Lizbon’da bir kedi…

Denis OJALVO Köşe Yazısı
24 Kasım 2010 Çarşamba

19-20 Kasım 2010 tarihlerinde Lizbon’da gerçekleşen NATO zirvesinde bir araya gelen 28 üye ülke yetkilileri Avrupa sathını ve Avrupa’daki toplulukları, Türkiye’nin İran’ın isminin zikredilmemesi konusundaki ısrarını müteakip, menşei gayri sahih bir füze tehdidine karşı koruyacak bir düzeneğin kurulmasını incelemeye karar verdiler. Şaka gibi…

Buna mukabil, eşyayı ismiyle çağırmaktan gocunmayan Fransa Cumhurbaşkanı Nicolas Sarkozy yaptığı açıklamada “NATO’nun resmi belgelerinde herhangi bir isim zikredilmiyor, ancak, Fransa kediye kedi diyor: Füze tehdidi İran kaynaklıdır!” dedi ve İran’ın balistik programının Birleşmiş Milletler Güvenlik Konseyi tarafından kınandığının altını çizdi.

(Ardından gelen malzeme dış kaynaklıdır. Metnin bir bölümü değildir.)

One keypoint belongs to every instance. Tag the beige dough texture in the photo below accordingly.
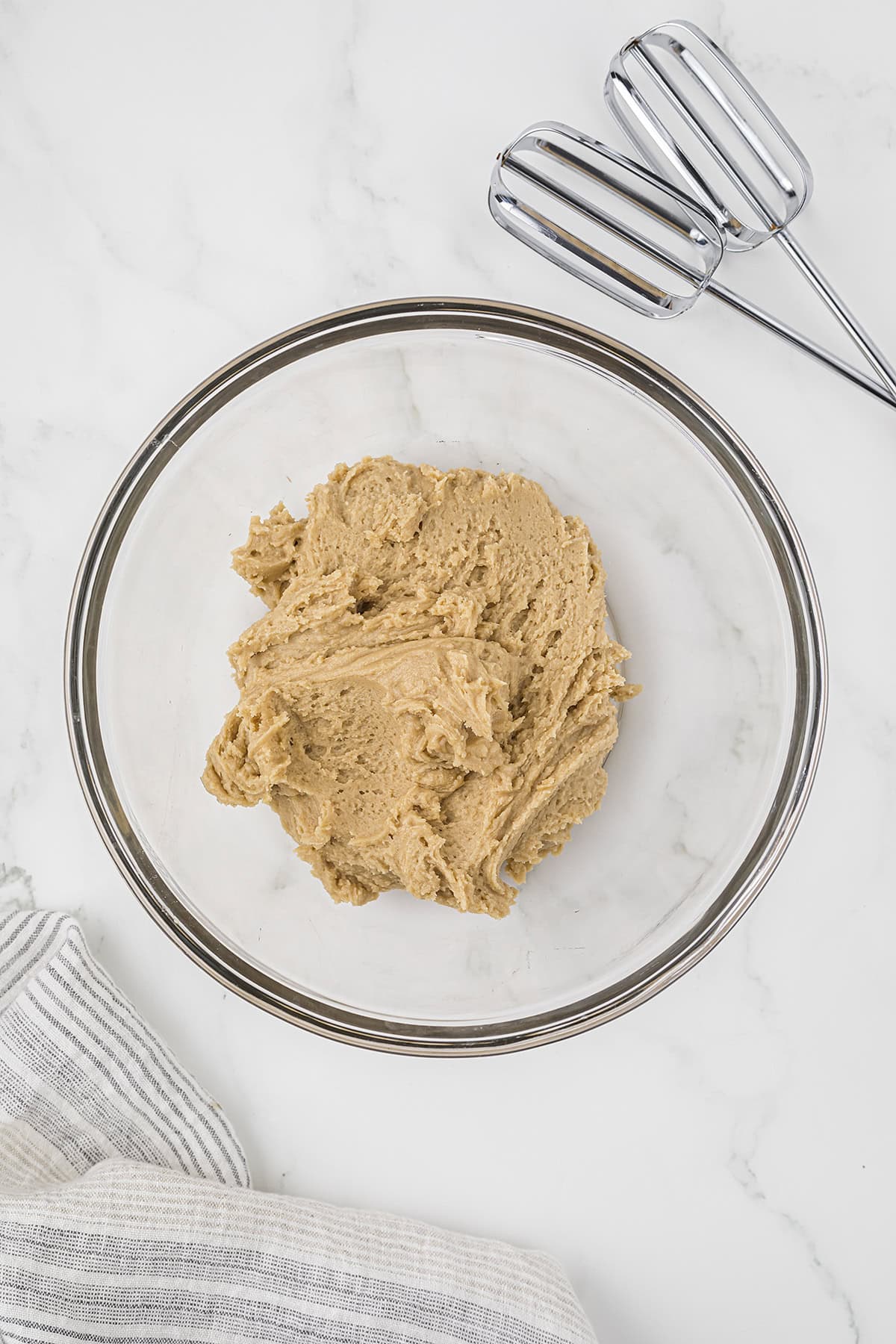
(432, 697)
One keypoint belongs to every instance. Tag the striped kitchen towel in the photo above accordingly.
(125, 1209)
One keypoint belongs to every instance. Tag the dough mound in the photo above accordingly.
(430, 699)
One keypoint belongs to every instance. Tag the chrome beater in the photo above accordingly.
(697, 121)
(637, 237)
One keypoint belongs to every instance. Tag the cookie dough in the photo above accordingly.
(432, 697)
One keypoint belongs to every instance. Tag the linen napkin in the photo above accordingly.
(127, 1213)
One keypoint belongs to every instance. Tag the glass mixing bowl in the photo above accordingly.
(709, 586)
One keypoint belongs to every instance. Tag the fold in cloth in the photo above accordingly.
(125, 1210)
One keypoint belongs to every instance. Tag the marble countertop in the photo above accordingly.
(181, 181)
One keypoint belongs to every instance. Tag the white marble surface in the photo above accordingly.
(180, 181)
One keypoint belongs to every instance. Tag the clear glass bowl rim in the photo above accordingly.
(620, 364)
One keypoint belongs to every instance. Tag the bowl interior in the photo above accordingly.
(695, 591)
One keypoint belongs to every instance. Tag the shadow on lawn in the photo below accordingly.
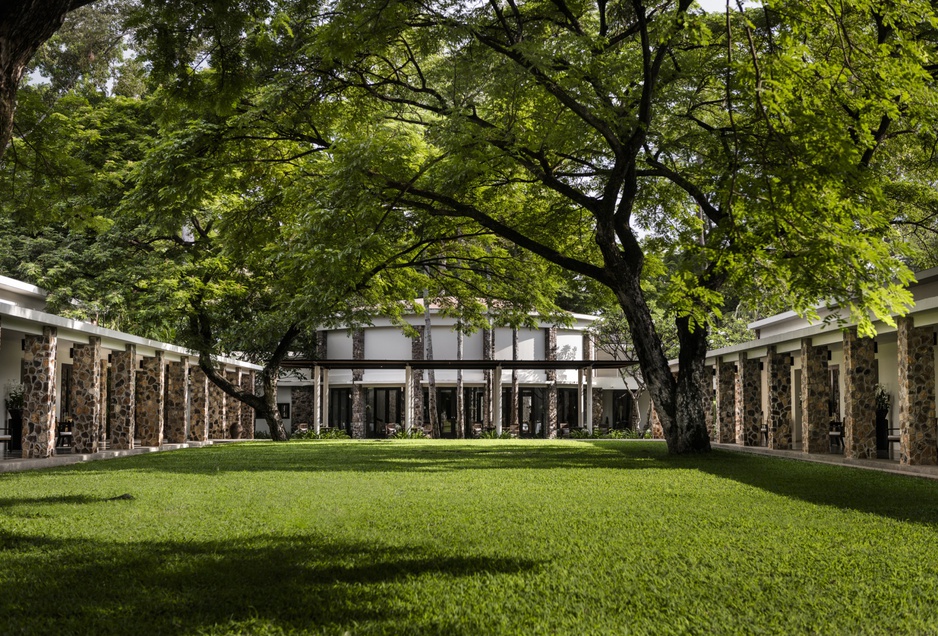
(80, 586)
(391, 457)
(894, 496)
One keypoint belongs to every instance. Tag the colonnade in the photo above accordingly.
(153, 401)
(739, 412)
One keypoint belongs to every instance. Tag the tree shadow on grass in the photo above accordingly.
(52, 586)
(390, 457)
(899, 497)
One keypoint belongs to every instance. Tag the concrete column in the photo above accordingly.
(726, 401)
(233, 407)
(860, 375)
(708, 398)
(497, 399)
(103, 402)
(815, 390)
(550, 348)
(151, 386)
(123, 398)
(408, 398)
(778, 376)
(317, 399)
(217, 413)
(177, 402)
(247, 412)
(39, 399)
(325, 398)
(86, 396)
(358, 391)
(749, 427)
(917, 428)
(199, 416)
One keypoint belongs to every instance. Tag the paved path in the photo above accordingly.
(882, 465)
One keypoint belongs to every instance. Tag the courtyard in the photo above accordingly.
(474, 537)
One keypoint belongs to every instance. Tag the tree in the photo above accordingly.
(24, 26)
(745, 147)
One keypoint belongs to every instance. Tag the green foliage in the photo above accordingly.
(372, 530)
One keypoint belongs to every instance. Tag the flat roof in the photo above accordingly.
(469, 365)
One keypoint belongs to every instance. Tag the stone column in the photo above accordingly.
(750, 402)
(177, 401)
(86, 396)
(917, 428)
(217, 414)
(233, 407)
(708, 398)
(726, 401)
(815, 389)
(103, 402)
(550, 347)
(778, 375)
(198, 418)
(247, 412)
(151, 382)
(123, 398)
(859, 396)
(358, 391)
(39, 399)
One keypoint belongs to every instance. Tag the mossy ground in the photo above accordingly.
(481, 537)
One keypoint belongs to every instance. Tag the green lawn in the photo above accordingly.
(483, 537)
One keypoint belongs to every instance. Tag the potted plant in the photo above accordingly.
(14, 401)
(883, 404)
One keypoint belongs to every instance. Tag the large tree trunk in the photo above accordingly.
(24, 26)
(678, 402)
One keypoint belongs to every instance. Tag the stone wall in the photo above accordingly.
(917, 428)
(749, 402)
(151, 387)
(726, 401)
(778, 376)
(39, 399)
(247, 413)
(86, 396)
(198, 416)
(217, 414)
(860, 378)
(177, 401)
(233, 407)
(123, 398)
(815, 393)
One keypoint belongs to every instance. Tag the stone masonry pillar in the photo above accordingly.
(233, 407)
(726, 401)
(550, 346)
(247, 413)
(198, 417)
(358, 391)
(749, 405)
(123, 398)
(86, 396)
(217, 414)
(39, 398)
(859, 396)
(151, 391)
(177, 401)
(708, 398)
(917, 428)
(778, 375)
(815, 415)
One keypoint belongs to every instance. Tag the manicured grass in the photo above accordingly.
(484, 537)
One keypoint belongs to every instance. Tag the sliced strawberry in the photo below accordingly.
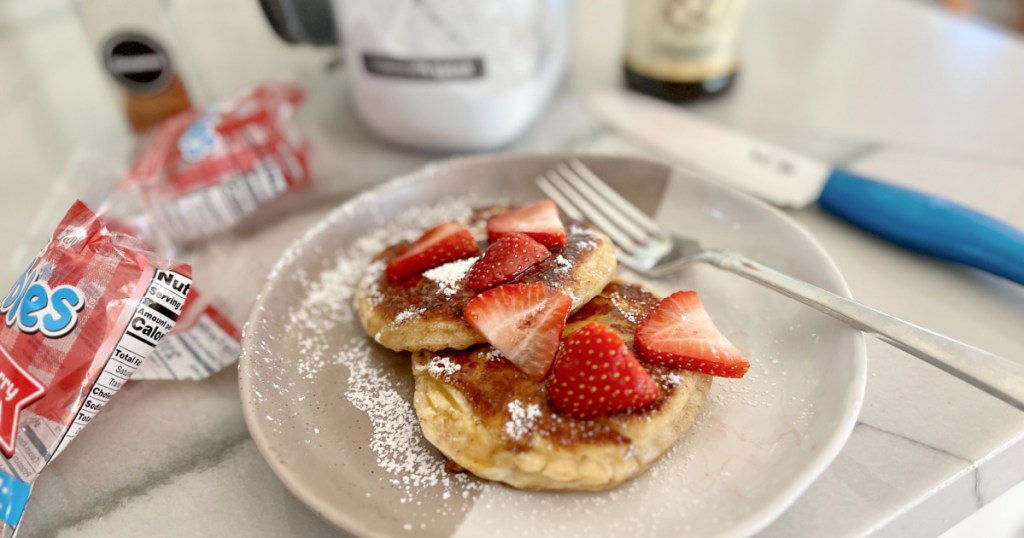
(504, 259)
(523, 321)
(539, 220)
(438, 245)
(679, 333)
(596, 375)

Kendisine yöneltilen bir soru üzerine Sarkozy, algılanan tehdidin Rusya’dan kaynaklanmadığını “İlave edeyim, Soğuk Savaş bitti, Varşova Paktı bitti, SSCB bitti… Rusya ile yeni bir stratejik konsept bina etmemiz gerekiyor” sözleriyle ifade etti.

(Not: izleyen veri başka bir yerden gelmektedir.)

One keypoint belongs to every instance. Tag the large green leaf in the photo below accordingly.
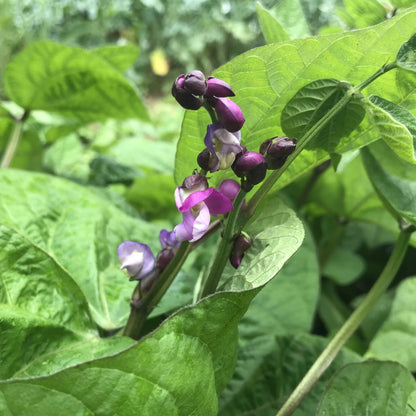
(177, 370)
(287, 303)
(277, 233)
(72, 82)
(78, 230)
(393, 178)
(371, 388)
(266, 78)
(396, 340)
(269, 368)
(311, 103)
(395, 125)
(406, 57)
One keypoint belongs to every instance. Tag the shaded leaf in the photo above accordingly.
(406, 57)
(393, 178)
(121, 57)
(269, 368)
(272, 30)
(375, 389)
(396, 340)
(311, 103)
(395, 125)
(264, 82)
(72, 82)
(79, 231)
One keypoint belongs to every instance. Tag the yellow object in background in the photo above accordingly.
(159, 63)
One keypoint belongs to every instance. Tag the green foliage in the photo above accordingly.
(396, 338)
(380, 388)
(78, 231)
(269, 367)
(72, 82)
(393, 178)
(270, 27)
(264, 83)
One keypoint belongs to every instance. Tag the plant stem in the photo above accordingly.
(223, 249)
(381, 71)
(141, 307)
(13, 141)
(308, 136)
(349, 327)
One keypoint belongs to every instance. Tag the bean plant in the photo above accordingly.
(106, 312)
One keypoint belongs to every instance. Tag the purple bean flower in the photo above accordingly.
(136, 259)
(197, 205)
(229, 188)
(229, 114)
(222, 145)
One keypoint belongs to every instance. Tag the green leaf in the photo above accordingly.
(32, 345)
(311, 103)
(72, 82)
(360, 14)
(269, 368)
(406, 57)
(266, 78)
(396, 340)
(272, 30)
(396, 126)
(79, 231)
(371, 388)
(294, 290)
(177, 370)
(104, 171)
(277, 233)
(121, 57)
(393, 178)
(344, 266)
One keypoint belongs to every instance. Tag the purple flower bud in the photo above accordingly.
(229, 188)
(195, 83)
(218, 88)
(229, 114)
(136, 259)
(241, 245)
(276, 151)
(185, 98)
(250, 165)
(164, 258)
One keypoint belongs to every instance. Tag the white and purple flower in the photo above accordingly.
(136, 259)
(197, 203)
(223, 146)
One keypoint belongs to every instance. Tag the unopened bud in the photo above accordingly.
(276, 151)
(250, 165)
(229, 114)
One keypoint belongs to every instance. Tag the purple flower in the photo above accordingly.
(223, 146)
(136, 259)
(217, 88)
(229, 114)
(168, 240)
(197, 205)
(229, 188)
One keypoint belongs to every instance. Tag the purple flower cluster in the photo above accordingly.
(195, 199)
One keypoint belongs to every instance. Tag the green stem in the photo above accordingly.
(309, 135)
(381, 71)
(223, 249)
(349, 327)
(141, 307)
(13, 141)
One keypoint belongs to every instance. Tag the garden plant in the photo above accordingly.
(294, 159)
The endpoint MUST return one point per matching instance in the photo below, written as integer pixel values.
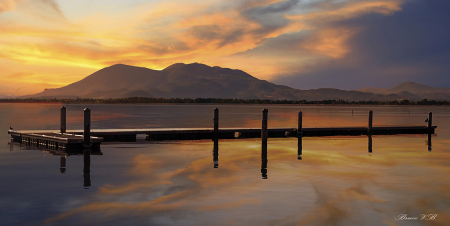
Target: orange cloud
(156, 35)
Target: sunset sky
(304, 44)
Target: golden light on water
(337, 181)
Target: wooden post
(264, 136)
(216, 154)
(87, 128)
(299, 136)
(87, 169)
(430, 122)
(63, 120)
(264, 163)
(216, 123)
(264, 131)
(62, 164)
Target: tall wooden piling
(299, 136)
(87, 128)
(264, 136)
(63, 120)
(430, 122)
(216, 154)
(264, 130)
(62, 164)
(87, 169)
(216, 124)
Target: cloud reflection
(336, 183)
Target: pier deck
(74, 137)
(52, 139)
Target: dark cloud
(270, 17)
(411, 44)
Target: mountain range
(202, 81)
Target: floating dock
(75, 138)
(82, 138)
(52, 140)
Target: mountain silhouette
(197, 81)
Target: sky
(305, 44)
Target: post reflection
(216, 153)
(87, 169)
(300, 147)
(62, 163)
(264, 161)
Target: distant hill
(412, 91)
(7, 96)
(197, 81)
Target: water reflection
(299, 146)
(62, 167)
(429, 142)
(264, 160)
(64, 154)
(216, 154)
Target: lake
(337, 182)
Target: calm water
(174, 183)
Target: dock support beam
(264, 136)
(87, 169)
(62, 164)
(63, 120)
(264, 131)
(299, 136)
(216, 124)
(87, 128)
(430, 122)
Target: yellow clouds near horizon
(78, 38)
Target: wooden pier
(94, 137)
(52, 140)
(129, 135)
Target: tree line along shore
(146, 100)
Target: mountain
(193, 81)
(7, 96)
(412, 91)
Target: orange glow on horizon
(156, 35)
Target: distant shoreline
(145, 100)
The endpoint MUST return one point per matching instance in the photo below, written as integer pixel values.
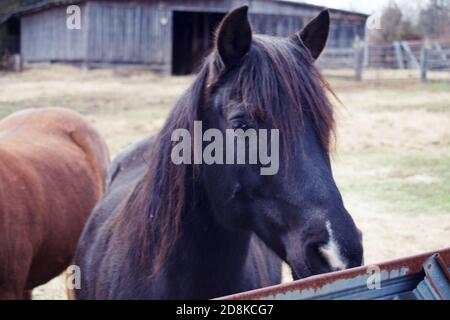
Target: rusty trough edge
(398, 267)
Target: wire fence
(421, 60)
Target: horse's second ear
(315, 34)
(234, 36)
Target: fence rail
(425, 60)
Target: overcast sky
(365, 6)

Kurulması tasarlanan erken uyarı sistemlerinin ve anti-balistik füzelerin hangi ülkelerde konuşlanacakları, bunların komutalarının kimde olacağı gibi temel konular ise masaya yatırılmadı. Erken uyarı sistemiyle elde edilecek istihbaratın İsrail ile paylaşılıp paylaşılmayacağı veya İsrail’in söz konusu anti-balistik füze sisteminin koruma kapsamının dışında tutulup tutulmayacağı NATO’nun Yeni Stratejik Konsept belgesinde zikredilmemekle beraber, İsrail’in mevcut füze kalkan sistemleri ABD’nin İsrail’e yerleştirdiği 2000 km. menzilli (Tel Aviv – Tahran mesafesi 1598 km.) X-Band radar sistemiyle iki senedir ABD ile yüksek derecede entegre durumda. Söz konusu sistemin etkinliği değişik menzilli beş farklı anti-balistik füze düzeneği temel alınarak 2009 Kasımında ABD ve İsrail’in 2000 askeri personelinin katılımıyla ortaklaşa düzenledikleri Juniper Cobra tatbikatıyla sınandı. Konu her ne kadar NATO ise de, tüm sistemlerin ABD menşeli olduğu cihetiyle İsrail’in istihbarattan dışlanması pratikte mümkün değil. Görünen o ki, NATO, ABD ile İsrail arasındaki mevcut işbirliğine eklemlenmek durumunda.

Lübnan’daki Hizbullah cephaneliklerini Suriye üzerinden kısa menzilli füzelerle donatan İran’ın kendi füze arsenalinin bir bölümünü Suriye’de konuşlandırmasının önünde herhangi bir engel bulunmuyor.  Bu durumda Türkiye’de konuşlanabilecek erken uyarı ve füze kalkanı tesislerinin İsrail’e faydası oldukça sınırlı olacaktır.

NATO’nun Füze Kalkanı konusu ete kemiğe büründükçe İran’ı gücendirmemek için isminin zikredilmemesinin zevahiri kurtarmaya yetip yetmediğini izleyeceğiz.